Ahmed Al-Khabaz, a 20 year old computer science student at Montreal's Dawson College, recently identified a major security flaw in the universities computer system. Instead of being thanked, or given a pat on the back, the student was expelled from the school.
Al-Khabaz was working on a mobile app that would gain students easier access to their college account, when he discovered what he described as "sloppy coding". The coding flaw allowed easy access to anyone wishing to find student's personal information stored in the system.

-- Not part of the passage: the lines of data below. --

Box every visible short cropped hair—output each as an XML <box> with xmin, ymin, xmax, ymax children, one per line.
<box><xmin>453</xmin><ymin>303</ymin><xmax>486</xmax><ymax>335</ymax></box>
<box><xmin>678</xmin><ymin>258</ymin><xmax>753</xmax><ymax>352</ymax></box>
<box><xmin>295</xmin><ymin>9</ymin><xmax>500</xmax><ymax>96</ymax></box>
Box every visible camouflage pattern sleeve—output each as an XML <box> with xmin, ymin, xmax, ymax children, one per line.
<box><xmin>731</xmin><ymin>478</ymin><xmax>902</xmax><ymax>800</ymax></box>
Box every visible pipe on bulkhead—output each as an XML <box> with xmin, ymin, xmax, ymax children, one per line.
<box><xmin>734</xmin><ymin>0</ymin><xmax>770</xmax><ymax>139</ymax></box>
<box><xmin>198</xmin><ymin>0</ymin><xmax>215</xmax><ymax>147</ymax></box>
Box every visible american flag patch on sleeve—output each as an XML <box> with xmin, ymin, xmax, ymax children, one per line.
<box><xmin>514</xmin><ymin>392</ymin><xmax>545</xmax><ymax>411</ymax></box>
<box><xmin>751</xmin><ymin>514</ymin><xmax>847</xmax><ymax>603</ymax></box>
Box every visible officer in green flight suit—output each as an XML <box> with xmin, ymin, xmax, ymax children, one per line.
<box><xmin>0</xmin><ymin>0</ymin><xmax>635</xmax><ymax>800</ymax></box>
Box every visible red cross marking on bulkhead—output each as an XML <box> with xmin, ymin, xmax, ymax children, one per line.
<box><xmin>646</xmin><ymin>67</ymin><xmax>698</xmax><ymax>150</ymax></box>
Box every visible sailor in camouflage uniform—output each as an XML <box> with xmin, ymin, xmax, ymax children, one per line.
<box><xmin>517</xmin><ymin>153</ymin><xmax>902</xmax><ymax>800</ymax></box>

When brought to the attention of university officials, Al-Khabaz was promised that he would work with Skytech, the creators of the software in which the flaw was found, to resolve the issue. That call never came however. Two days later, Al-Khabaz ran another security check to see if the flaw had been fixed. It hadn't. A few minutes later he got a call from Edouard Teza, the president of Skytech. It was then that Al-Khabaz was accused of a cyber-attack and threatened with legal action.
"I saw a flaw which left the personal information of thousands of students, including myself, vulnerable," said Al-Khabaz. "I felt I had a moral duty to bring it to the attention of the college and help to fix it, which I did. I could have easily hidden my identity behind a proxy. I chose not to because I didn't think I was doing anything wrong."
Al-Khabaz was told that he could be jailed for six years if he did not sign an NDA about the flaw, and was rewarded with expulsion for bringing the major security flaw to the attention of officials. Of course there are two sides to every story, and I personally cannot wait to hear the universities side.